Average home prices in Canada continue to be largely out of reach for younger Canadians, according to new research that illustrates the state of housing affordability in every province and major cities within them.
Released by Generation Squeeze, the study shows that Canadians between the ages of 25 and 34 “continue to straddle a massive gap between housing prices that remain at near historic levels in key parts of the country.”
According to the study, it now takes a typical young person 13 years to save a 20% down payment on an average priced home in Canada, compared to the five years it took when today’s ageing population started out as young adults around 1976.
- Calgary's average home prices need to fall $147,000 to reach affordability
- Toronto's average home prices need to fall $523,000 to reach affordability
- Metro Vancouver's average home prices need to fall $795,000 to reach affordability
- Montreal's average home prices need to fall $131,000 to reach affordability
Compounding the situation is the fact that average earnings for this age group that have been relatively flat, if not down, “for several decades.”

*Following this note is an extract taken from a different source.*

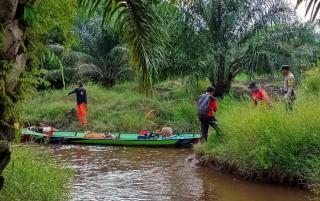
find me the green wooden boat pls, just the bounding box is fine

The report found that on average, home prices in Canada would need to fall $223,000 about half of the current value – for someone aged 25-34 to be able to afford an 80% mortgage. Alternatively, typical full-time earnings for this age group would need to increase to $93,400/year – nearly double current levels.
“Despite recent nominal declines in housing prices compared to previous years, the gap between the cost of owning a home and the ability of younger Canadians to afford it is at critical levels,” said Dr. Paul Kershaw, founder of generation Squeeze and lead author of Straddling the Gap: A troubling portrait of home prices, earnings and affordability for younger Canadians.
“If housing markets are levelling out, they remain untenably high,” he added.
Those behind the study said in advance of this fall’s federal election, experts are calling on all parties to commit to expanding Canada’s National Housing Strategy in their election platforms. The current strategy, described as largely a social housing plan, is designed to support about 530,000 of the most vulnerable Canadians.
However, around 1.2 million more are believed to be in core housing need, many of whom “earn decent incomes” but remain priced out of the market.
“A second phase of the National Housing Strategy must be launched to ensure all Canadians
can afford a good home — whether renting or owning — by addressing failures in the broader housing market,” said Kershaw.
Across the country
Unsurprisingly, the study shows the housing affordability gap for younger Canadians is most severe in Vancouver and Toronto, where housing prices are four and three times more
expensive than what a typical younger buyer can afford.
In Metro Vancouver, average home prices would need to plummet by $795,000 by 2030 to reach an affordable level for typical local residents between the ages of 25 and 34, based on their average earnings.
This is equivalent to about three-quarters of the current value of homes, and it is also based on an individual managing an 80% mortgage at current interest rates.
In Calgary, average home prices would need to drop by a full $66,000 to be classified as “affordable,” the study found.
In Toronto, average home prices would need to drop by nearly 50% for a typical person aged 25-34 to afford an 80% mortgage on average-priced homes. Alternatively, earnings would need to double for this generation to afford the same home, which makes current housing unaffordable for young Canadians and newcomers.
In Montreal, average home prices would need to fall $131,000 – 35% of the current value – to make it affordable for a typical young Montrealer to manage the city’s mortgage at current interest rates.
A four-part housing policy
Generation Squeeze said it has worked with academics and other experts from BC, Ontario, and Quebec to publish a new four-part housing policy framework that all federal parties are being called on to adopt in advance of this fall’s election.
Released by the Housing Research Collaborative, core recommendations include:
- Pursue a second phase of the National Housing Strategy that expands the current focus on social housing to address factors in the broader housing market that have contributed to home prices leaving behind earnings in many regions of Canada.
- Adopt the Canada Mortgage and Housing Corporation’s (CMHC) goal and timeline to ensure all Canadians can afford a good, secure home by 2030.
- Embrace “Homes First” as a guiding principle, whereby housing is treated as a place to call home, not a way to get rich. Homes First implies policy targets that would ensure home prices don’t grow faster than local earnings.
- Enact policies that address both demand-side and supply-side challenges, rebalance the tax treatment of earnings and housing wealth, and scale up non-profit housing.
“In the lead-up to the fall federal election, we need all parties to commit to bold action that builds on some of the progress we’ve seen emerge in the past couple of years,” Kershaw said. “Now is not the time to slow down efforts to modernize Canada’s housing market by simply hoping the massive gap between home prices and local earnings will resolve itself.”